Philip Levine
“It is the imagination that gives us poetry. When you sit down to write a poem, you really don’t know where you’re going. If you know where you’re going, the poem stinks, you probably already wrote it, and you’re imitating yourself.”
Philip Levine
“I write pieces, and move them around. And the fun of it is watching the truthful parts slide together. What is false won’t fit.”
Elizabeth Strout
“I was very surprised to find out, as my poems pick up more and more of the past of human beings, the ancient culture, more and more of the grief and the suffering of human beings — the poems become funnier! I don’t understand that, but I love it. I feel that there’s some way that as the mind gets more mature, in the midst of a lot of grief, it’s able to dance a little!”
Robert Bly
“There is that great proverb — that until the lions have their own historians, the history of the hunt will always glorify the hunter. That did not come to me until much later. Once I realized that, I had to be a writer. I had to be that historian. It’s not one man’s job. It’s not one person’s job. But it is something we have to do, so that the story of the hunt will also reflect the agony, the travail — the bravery, even, of the lions.”
Chinua Achebe
“I’ve never known a writer who didn’t feel ill at ease in the world. … We all feel unhoused in some sense.
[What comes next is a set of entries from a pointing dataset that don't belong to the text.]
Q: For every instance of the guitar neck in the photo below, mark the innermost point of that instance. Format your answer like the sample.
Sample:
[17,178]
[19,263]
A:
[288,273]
That’s part of why we write. We feel we don’t fit in, that this world is not our world, that though we may move in it, we’re not of it. … You don’t need to write a novel if you feel at home in the world.”
Andrea Barrett
“Words ought to be a little wild for they are the assaults of thought on the unthinking.”
John Maynard Keynes
“Writing has laws of perspective, of light and shade, just as painting does, or music. If you are born knowing them, fine. If not, learn them. Then rearrange the rules to suit yourself.”